He’d lost count of the expeditions, hazy memories floating together into a hellish nightmare that came to visit every night when he tried to sleep.

“I had a thought today,” Hanji tells him, sticking out a slightly swollen foot from under the covers, wiggling her toes.

He ends up on the bed next to her, listening intently for what has to be hours as she gesticulates widely, theories and hypothesizes flowing from her mouth like liquid. She tells him about details he’s never thought about, but she’s apparently been picking up during their years in the Corps together. The proportional weight of their limbs, the exact size and depth of the weak point, how they always slow down in the shadows of the forest.

“I want to study them,” she tells him. “The approach I’ve had is so… overwhelming. I can’t keep it up,” she continues. “I hate them, I will probably always hate them, but we need to advance, to get the upper hand for once. And the only way we can do that is by learning about them. We could even capture live ones and study them on our own terms!”

She doesn’t ask for his opinion. She’s already made up her mind, a hint of defensiveness to her voice, as if she’s already built up counterarguments to shoot down anything he could say in opposition to her speech. She won’t change her mind.

He thinks it over.

“I think you should do it,” he tells her and the surprise is obvious on her face.

“Really?”

“Yeah. You know what you’re talking about. You’re damn intelligent, probably smarter than the entire Military Police put together-“

“That’s not a compliment, Levi. That’s just common sense.”

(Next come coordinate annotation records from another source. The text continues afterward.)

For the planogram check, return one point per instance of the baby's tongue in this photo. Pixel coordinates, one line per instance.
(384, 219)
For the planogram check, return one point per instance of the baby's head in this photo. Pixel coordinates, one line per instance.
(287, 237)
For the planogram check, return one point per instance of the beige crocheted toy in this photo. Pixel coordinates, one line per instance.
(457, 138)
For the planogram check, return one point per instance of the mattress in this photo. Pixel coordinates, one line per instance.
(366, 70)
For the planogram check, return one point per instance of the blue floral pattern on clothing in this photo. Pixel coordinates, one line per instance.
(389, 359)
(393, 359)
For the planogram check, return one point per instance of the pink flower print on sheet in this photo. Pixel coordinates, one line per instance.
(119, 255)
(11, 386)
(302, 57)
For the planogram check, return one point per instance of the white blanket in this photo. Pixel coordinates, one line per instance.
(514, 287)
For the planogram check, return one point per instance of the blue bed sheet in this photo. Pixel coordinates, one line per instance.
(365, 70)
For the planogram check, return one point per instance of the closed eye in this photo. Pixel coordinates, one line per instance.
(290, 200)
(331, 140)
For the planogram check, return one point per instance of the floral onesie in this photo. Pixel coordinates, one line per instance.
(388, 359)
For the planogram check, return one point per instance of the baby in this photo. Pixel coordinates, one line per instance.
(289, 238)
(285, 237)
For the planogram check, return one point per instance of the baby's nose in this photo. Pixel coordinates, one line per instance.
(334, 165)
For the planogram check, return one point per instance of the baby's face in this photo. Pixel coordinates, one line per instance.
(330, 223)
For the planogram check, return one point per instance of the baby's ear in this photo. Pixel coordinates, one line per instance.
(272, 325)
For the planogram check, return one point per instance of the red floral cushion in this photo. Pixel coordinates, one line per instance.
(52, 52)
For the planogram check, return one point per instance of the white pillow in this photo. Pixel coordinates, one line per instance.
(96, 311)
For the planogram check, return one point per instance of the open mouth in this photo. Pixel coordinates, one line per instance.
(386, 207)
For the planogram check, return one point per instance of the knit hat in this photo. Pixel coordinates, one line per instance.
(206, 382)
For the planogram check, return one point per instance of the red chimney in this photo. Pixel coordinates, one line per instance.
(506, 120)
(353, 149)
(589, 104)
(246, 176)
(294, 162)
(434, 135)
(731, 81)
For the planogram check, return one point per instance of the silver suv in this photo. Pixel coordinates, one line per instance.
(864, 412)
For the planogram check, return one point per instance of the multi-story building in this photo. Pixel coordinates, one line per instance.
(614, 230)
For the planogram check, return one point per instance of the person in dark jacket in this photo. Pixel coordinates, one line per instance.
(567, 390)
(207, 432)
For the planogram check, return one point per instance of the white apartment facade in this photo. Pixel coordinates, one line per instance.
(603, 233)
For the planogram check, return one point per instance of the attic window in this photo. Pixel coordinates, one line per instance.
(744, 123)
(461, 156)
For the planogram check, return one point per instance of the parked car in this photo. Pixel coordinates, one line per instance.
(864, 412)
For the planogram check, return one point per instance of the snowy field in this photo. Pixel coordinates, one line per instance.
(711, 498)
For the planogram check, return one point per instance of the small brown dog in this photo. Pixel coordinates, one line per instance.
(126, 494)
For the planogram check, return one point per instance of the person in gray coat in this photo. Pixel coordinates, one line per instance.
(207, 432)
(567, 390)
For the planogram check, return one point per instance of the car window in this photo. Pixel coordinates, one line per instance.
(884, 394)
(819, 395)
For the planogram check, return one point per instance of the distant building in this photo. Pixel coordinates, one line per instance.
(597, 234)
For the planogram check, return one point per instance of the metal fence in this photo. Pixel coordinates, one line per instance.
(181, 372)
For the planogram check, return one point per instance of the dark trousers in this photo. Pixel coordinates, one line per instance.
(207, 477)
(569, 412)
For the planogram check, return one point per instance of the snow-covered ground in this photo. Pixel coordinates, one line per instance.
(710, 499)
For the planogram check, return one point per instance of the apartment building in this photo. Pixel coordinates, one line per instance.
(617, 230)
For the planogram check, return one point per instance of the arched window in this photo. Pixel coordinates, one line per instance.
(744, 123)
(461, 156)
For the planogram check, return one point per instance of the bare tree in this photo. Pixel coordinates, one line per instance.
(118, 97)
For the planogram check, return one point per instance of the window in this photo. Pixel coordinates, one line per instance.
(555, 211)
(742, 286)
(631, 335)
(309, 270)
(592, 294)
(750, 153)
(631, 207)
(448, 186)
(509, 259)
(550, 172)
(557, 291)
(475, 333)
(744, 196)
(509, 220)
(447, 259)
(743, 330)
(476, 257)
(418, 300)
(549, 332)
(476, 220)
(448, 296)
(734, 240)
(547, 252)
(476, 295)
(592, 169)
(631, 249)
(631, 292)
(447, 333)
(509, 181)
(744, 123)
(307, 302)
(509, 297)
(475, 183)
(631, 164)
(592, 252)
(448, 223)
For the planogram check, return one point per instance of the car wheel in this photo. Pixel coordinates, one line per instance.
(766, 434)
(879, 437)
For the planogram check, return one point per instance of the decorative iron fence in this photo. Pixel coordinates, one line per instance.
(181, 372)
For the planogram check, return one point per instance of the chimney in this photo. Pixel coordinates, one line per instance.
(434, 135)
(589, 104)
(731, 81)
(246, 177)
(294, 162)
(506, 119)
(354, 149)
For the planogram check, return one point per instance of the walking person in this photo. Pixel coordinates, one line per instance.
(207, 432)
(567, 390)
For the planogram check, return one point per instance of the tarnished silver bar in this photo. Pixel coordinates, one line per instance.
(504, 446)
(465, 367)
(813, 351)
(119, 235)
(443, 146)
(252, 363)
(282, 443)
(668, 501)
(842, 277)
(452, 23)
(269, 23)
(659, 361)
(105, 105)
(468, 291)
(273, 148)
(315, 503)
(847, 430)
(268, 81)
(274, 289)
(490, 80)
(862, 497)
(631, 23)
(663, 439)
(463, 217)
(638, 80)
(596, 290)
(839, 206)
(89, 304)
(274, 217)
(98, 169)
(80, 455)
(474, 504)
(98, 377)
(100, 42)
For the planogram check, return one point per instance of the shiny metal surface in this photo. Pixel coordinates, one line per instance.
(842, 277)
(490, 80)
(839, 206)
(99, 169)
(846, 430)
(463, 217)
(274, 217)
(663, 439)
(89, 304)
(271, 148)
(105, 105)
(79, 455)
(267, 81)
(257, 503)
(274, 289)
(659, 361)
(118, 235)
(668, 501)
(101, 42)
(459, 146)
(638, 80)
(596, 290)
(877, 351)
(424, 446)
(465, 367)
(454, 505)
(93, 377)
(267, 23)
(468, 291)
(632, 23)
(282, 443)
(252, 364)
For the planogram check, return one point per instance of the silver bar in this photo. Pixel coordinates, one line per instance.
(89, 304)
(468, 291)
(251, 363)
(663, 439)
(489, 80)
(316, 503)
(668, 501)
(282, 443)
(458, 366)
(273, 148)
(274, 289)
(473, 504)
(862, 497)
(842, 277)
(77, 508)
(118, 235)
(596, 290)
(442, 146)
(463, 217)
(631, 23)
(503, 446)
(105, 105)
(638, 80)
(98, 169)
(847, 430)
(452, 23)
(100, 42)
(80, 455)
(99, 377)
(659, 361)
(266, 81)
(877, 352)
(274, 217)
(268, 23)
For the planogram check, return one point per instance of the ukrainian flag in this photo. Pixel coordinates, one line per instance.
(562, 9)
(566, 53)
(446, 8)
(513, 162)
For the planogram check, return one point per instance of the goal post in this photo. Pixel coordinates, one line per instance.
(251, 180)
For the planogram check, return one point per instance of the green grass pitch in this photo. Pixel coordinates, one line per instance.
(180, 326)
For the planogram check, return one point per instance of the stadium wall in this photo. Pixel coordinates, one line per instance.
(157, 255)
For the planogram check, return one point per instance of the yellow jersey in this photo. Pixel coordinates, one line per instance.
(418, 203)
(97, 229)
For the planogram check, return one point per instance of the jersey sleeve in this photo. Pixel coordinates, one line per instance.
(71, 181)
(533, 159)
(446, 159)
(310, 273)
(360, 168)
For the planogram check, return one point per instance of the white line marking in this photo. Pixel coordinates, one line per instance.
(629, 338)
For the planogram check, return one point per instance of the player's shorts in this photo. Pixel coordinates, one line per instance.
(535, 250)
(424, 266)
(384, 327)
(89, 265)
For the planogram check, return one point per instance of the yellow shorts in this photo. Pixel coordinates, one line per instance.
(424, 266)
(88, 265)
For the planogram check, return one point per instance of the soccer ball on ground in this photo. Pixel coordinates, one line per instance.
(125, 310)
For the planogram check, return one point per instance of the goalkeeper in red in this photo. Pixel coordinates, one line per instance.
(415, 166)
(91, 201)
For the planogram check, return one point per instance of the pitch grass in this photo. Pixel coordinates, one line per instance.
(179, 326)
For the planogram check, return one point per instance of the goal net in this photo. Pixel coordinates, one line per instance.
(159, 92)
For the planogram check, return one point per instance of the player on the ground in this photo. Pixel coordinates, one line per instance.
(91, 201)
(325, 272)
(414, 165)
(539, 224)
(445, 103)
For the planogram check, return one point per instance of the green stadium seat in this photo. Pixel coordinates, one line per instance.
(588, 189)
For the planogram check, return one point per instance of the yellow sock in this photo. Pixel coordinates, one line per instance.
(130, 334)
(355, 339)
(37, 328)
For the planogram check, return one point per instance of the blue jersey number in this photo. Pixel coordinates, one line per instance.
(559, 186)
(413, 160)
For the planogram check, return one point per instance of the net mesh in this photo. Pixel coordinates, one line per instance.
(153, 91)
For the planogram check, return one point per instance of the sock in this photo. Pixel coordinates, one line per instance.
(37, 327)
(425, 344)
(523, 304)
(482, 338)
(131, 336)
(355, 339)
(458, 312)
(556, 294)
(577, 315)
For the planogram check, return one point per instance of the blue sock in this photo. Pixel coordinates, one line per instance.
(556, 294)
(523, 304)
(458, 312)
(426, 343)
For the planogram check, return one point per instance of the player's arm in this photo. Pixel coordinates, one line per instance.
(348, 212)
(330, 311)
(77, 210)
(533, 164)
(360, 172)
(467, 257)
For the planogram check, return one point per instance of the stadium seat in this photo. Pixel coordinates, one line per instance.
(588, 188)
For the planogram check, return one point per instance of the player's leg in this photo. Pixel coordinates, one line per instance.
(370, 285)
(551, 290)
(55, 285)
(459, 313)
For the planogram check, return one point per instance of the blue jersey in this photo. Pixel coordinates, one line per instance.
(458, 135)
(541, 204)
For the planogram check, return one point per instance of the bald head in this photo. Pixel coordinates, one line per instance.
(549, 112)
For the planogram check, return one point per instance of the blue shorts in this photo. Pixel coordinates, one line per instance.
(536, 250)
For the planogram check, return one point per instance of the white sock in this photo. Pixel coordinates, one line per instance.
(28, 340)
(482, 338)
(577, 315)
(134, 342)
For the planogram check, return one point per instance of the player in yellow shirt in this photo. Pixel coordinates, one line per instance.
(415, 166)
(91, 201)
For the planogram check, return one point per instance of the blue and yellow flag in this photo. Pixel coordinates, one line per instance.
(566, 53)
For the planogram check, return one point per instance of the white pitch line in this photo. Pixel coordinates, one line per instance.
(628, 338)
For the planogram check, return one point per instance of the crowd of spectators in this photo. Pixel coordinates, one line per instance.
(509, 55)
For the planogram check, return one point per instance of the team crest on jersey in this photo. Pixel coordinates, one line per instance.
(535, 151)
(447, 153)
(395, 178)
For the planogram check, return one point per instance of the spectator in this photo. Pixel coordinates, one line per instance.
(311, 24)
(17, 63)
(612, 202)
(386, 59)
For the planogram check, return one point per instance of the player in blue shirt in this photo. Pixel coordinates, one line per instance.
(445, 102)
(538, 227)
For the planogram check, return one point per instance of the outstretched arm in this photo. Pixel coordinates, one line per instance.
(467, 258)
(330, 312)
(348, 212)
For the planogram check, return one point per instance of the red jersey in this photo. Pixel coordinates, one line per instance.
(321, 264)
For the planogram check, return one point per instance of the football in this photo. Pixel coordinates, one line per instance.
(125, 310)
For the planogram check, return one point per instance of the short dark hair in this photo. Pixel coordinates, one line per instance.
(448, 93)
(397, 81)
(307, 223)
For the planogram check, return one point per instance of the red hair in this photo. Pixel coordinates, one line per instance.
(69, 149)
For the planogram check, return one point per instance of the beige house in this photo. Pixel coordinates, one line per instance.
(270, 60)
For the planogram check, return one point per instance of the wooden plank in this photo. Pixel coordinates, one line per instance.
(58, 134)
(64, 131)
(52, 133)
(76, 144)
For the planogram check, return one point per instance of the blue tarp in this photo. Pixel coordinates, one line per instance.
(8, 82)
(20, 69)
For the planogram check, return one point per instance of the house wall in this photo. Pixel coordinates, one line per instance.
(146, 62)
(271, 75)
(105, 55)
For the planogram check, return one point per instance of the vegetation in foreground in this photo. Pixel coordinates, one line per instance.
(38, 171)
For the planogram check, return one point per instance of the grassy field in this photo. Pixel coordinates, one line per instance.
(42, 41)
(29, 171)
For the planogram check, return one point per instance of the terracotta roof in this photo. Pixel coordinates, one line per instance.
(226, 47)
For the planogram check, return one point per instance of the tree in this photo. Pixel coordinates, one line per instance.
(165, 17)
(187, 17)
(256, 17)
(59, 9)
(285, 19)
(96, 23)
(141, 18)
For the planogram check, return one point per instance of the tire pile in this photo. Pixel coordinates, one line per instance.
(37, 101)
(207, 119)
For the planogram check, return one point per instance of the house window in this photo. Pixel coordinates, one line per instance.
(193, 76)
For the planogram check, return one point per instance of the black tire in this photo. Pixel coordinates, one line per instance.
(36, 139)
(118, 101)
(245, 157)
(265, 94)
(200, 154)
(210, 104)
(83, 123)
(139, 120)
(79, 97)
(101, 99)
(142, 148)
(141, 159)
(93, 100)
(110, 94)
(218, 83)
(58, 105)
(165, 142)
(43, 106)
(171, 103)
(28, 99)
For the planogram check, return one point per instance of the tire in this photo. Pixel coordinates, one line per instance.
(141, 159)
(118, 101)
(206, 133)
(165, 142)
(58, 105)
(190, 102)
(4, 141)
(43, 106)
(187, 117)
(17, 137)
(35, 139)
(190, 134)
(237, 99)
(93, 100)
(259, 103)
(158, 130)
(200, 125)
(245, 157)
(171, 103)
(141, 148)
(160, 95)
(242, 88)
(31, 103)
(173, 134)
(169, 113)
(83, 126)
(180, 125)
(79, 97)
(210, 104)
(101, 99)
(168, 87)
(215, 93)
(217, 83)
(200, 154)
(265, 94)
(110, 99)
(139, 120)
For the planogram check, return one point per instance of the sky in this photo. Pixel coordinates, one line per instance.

“Don’t interrupt,” he says and flicks her forehead. “You’re smart, you’re strong. You should do it, if that’s what you want.”

She smiles, the first absolutely genuine smile he’s seen on her face in weeks.

“I just have to get permission from Erwin first,” she sighs. “That’ll be the tricky part.”

The morning finds the official documents stamped, approved and ready on Hanji’s bed. Levi can hear her delighted squeal all the way to the stables.

-

He kisses her after a particularly terrible expedition when they’re curled up in each other’s arms and their own self-pity (because everything’s a mess and they’re all dead and he doesn’t know what to do) and neither of them speak of it again.

-

 When Wall Maria falls, it falls with a bloodbath of the likes even Levi’s wildest nightmares could never conjure up. Everywhere he looks, there’ a mangled body or a splatter of a blood and he’s getting dizzy trying to keep count of all the soldiers he’s seen meet their ends in the jaws of titans.  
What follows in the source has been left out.